I’m a few years younger than Wolcott, but of course remember the day well, and yet I find his definitive, speaking-for-a-generation tone both offensive and wrong. One, as shocking as Kennedy’s murder was, it wasn’t “like losing a father,” and to suggest so is an affront to all the children who actually did lose their own father at a tender age. Two, in comparison to the national mayhem later in the 1960s—riots, demonstrations, Vietnam body bags, the shootings of Martin Luther King and Bobby Kennedy, college students seizing buildings—that day in ’63, at the time, seemed like an aberration. Sure, it was an almost week-long continuous newsreel on TV, but for “grade-schoolers” it was soon back to life as usual, with Christmas coming up and then a few months later the Beatles-led British Invasion turning the culture on its head. Despite Kennedy’s youth (for a president), wit, good looks, stunning wife, money and “charisma,” he was born in 1917, and very much a man of the World War II era. Had he lived, it’s likely he’d have had almost no comprehension of the emerging Pepsi Generation—until, like civil rights, it was explained to him.

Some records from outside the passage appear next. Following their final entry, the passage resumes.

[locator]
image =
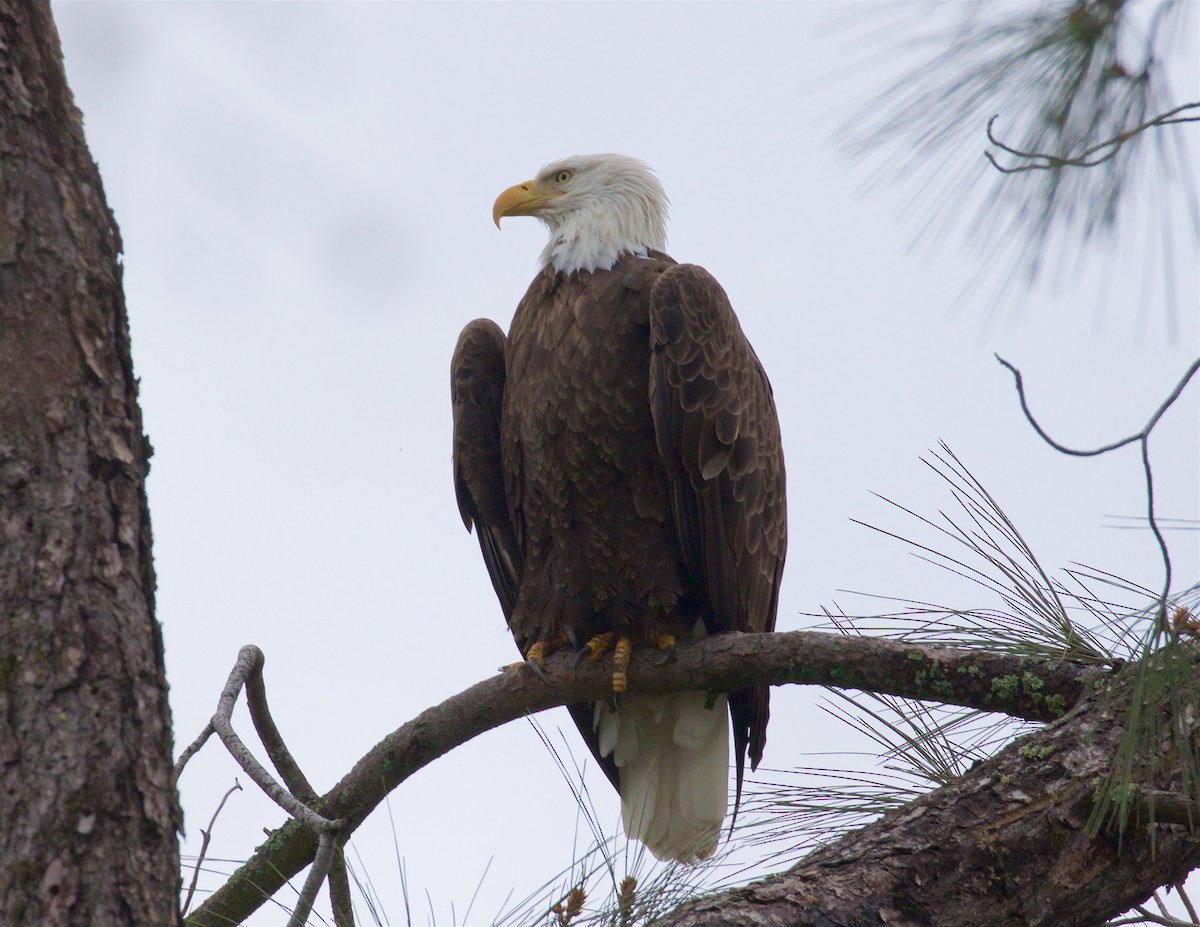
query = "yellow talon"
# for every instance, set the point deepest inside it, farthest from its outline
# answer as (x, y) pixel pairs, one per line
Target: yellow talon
(621, 655)
(598, 645)
(538, 652)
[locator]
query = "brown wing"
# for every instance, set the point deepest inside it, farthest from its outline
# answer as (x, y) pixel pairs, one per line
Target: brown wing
(718, 435)
(477, 387)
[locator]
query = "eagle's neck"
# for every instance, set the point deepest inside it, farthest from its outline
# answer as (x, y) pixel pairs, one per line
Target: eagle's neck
(597, 234)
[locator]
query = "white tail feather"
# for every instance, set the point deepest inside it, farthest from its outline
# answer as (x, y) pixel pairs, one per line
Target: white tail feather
(673, 757)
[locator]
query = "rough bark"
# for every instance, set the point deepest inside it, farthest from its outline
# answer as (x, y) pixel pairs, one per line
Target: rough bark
(88, 812)
(1003, 845)
(1033, 689)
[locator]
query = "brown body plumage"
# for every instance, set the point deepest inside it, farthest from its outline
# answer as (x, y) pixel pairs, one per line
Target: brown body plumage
(618, 455)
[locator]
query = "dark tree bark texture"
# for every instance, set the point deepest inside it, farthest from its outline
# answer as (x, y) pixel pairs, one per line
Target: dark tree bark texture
(88, 811)
(1005, 845)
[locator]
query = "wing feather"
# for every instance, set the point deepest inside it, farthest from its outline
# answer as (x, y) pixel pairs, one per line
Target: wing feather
(477, 388)
(718, 435)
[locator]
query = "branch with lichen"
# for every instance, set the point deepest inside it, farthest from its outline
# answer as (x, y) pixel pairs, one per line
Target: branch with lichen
(1035, 689)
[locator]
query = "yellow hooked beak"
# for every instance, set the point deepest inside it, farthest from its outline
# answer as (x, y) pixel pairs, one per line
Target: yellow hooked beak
(523, 199)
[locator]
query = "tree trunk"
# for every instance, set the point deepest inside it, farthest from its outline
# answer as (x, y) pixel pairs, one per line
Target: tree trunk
(88, 811)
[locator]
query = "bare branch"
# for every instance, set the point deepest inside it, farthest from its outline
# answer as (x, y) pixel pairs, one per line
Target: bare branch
(204, 845)
(321, 865)
(247, 673)
(1045, 161)
(1140, 437)
(1027, 688)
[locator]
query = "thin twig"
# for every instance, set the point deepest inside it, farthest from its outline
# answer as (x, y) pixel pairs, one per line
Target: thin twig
(1140, 437)
(340, 891)
(247, 674)
(1187, 902)
(317, 874)
(192, 749)
(249, 658)
(269, 734)
(204, 847)
(1044, 161)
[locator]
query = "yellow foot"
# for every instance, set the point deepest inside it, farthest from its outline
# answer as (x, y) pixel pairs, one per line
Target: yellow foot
(535, 657)
(621, 655)
(594, 649)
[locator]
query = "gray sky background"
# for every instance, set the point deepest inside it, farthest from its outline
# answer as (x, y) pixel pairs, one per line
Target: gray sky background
(305, 195)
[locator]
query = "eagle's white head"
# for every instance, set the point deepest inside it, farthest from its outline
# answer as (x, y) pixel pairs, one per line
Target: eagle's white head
(597, 207)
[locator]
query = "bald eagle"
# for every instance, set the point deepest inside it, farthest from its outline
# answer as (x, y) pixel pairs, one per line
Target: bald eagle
(618, 456)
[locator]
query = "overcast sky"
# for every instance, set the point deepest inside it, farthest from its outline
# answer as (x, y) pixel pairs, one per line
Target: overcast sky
(305, 192)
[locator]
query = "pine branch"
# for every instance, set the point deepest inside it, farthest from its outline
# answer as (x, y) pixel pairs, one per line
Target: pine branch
(1027, 688)
(1008, 838)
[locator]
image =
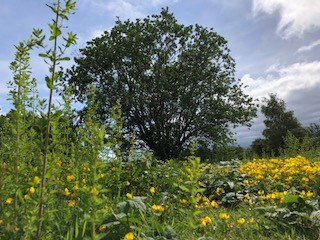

As someone born a few months before JFK was killed, I can't pretend to have an emotional connection to the experience. But as someone who has kept up with the deluge of books that appear every fall, I must say the corpse is getting pretty bare. With the exception of leading-edge boomers - for whom remembering JFK is typically an exercise in open nostalgia - is there any interest in combing through Camelot like it's the ruins of a once-great civilization?
I'm happy to have been raised in an age when no one is any longer under illusions about the country's ruling class, the means to which the worst of them resort to gain power, and the elaborate Potemkin lives they stage. It's a better world all around than constantly having to check your bullshit detector at the door everytime you start to swoon for the giants of your youth.